OPINION:
Last week, the Justice Department’s Board of Immigration Appeals made the smart decision to issue a final removal order for Palestinian terrorist sympathizer and agitator Mahmoud Khalil.
The 31-year-old former Columbia University graduate student, who was arrested in March 2025 for his role in violent anti-Israel campus protests, should not be allowed to remain in the United States.
Mr. Khalil and his supporters, including dozens of House and Senate Democrats, would have you believe that the issue at hand is free speech. It is not.
After the Justice Department’s decision Thursday, the Syrian-born 2024 Columbia graduate said, “I have committed no crime. I have broken no law. The only thing I am guilty of is speaking out against the genocide in Palestine.”
Yet Mr. Khalil was deeply involved in the Columbia University protests as Israel tried to root out Hamas in the aftermath of Oct. 7, 2023. Easily accessible photos and videos online show him among the mob that took over a Barnard College building, littering the place with pamphlets bearing the “Hamas Media Office” name and reading “Our narrative … Al-Aqsa Flood” and “Death to Amerika.”
Mr. Khalil has denied being a member of Columbia University Apartheid Divest, a coalition whose best-known member is the Hamas-aligned Students for Justice in Palestine. Yet he reportedly met with school officials on the group’s behalf during the protests and served as co-president of the School of International and Public Affairs’ Palestine Working Group, which in 2023 was listed as a CUAD member.

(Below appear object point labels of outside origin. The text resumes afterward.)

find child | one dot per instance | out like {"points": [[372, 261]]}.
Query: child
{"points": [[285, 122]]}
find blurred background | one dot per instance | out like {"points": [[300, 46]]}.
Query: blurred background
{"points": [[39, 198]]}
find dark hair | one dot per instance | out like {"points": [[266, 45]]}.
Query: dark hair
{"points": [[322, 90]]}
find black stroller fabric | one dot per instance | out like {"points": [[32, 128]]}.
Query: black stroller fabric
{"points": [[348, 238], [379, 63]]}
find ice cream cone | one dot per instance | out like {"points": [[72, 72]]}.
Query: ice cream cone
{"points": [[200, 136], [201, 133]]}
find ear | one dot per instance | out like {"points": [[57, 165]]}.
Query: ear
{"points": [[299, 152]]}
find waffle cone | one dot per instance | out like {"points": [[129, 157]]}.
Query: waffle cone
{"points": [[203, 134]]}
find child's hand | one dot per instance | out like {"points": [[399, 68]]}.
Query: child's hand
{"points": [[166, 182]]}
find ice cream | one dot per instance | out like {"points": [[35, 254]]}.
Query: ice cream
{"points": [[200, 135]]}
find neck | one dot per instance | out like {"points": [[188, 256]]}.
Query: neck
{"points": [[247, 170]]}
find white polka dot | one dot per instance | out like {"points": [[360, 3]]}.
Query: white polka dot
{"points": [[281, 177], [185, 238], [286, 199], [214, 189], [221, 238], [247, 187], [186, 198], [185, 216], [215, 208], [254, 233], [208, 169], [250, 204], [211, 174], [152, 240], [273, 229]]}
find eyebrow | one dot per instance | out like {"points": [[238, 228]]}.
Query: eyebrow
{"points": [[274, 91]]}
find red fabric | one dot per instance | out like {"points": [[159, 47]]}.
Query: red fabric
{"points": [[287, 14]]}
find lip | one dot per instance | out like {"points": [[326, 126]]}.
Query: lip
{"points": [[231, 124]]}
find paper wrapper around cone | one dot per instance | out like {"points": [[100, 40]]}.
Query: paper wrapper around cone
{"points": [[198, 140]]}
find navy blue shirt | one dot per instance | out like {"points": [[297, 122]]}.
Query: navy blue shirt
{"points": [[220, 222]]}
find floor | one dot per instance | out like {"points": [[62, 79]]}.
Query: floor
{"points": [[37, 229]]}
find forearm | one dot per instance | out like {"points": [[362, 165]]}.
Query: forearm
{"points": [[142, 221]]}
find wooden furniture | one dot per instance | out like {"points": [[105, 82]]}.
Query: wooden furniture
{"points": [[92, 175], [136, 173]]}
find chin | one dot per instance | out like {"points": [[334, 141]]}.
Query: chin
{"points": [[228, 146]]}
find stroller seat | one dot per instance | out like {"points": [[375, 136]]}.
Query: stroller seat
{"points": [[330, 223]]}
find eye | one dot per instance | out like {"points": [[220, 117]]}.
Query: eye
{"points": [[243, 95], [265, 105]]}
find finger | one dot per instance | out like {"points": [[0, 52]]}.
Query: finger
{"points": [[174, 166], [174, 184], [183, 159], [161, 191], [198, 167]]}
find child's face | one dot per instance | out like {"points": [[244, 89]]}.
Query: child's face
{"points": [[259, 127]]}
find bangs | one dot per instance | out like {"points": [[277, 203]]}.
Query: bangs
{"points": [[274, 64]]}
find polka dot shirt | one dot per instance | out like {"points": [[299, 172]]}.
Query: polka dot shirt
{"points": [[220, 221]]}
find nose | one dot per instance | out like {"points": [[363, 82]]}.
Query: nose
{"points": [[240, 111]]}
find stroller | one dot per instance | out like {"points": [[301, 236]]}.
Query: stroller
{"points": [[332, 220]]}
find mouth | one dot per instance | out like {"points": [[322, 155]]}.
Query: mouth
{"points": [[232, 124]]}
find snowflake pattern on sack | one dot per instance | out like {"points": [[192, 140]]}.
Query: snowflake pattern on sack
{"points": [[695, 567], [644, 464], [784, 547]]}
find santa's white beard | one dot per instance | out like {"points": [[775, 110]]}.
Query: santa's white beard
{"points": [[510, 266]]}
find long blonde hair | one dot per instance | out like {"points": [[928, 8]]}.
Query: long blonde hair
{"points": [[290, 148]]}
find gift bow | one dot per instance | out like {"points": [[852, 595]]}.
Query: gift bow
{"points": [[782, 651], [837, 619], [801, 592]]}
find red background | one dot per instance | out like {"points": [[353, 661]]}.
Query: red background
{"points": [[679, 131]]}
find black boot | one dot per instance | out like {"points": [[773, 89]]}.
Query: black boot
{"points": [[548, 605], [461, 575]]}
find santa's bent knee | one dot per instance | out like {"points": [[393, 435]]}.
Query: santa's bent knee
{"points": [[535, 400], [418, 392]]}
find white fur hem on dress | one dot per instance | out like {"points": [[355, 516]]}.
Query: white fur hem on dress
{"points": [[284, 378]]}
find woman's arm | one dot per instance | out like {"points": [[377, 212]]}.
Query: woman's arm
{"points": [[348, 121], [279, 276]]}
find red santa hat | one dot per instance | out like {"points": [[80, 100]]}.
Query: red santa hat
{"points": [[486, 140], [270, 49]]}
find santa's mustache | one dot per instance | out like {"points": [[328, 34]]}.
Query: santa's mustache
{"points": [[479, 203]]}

It was to CUAD’s three demands — divestment from Israel, financial transparency and amnesty — that protesters involved in the violent and illegal 2024 takeover of the university’s Hamilton Hall demanded the school accede before they would leave. Some of these protesters reportedly assaulted, beat and held hostage several school staffers, calling them “Jew lovers,” “Jew workers” and “Zionists” as they did so.
As Brandeis Center founder Ken Marcus said: “This was not mere protest activity, but involved some degree of criminality. The federal government is not prosecuting people for engaging in political speech. The federal government is addressing criminality, violation of school rules and violation of the terms of either green cards or student visas.”
Mr. Khalil is not an American citizen. He is a green card holder, which means he is a guest in our country. He does not have First Amendment rights. (Even if he did, unlawful conduct and incitement to violence are not protected by the free speech clause.)
It has been the law for more than 20 years that any alien who “endorses or espouses terrorist activity” can be deported.
When asked last year (by a Jewish journalist) about Hamas’ Oct. 7 slaughter of men, women, children and babies, Mr. Khalil responded that “we couldn’t avoid such a moment.” Is there any firmer endorsement of terrorism than that?
Mr. Khalil holds Algerian citizenship through a relative. The Trump administration has every legal right to put him on the next plane to Algiers or Damascus, and it should do so.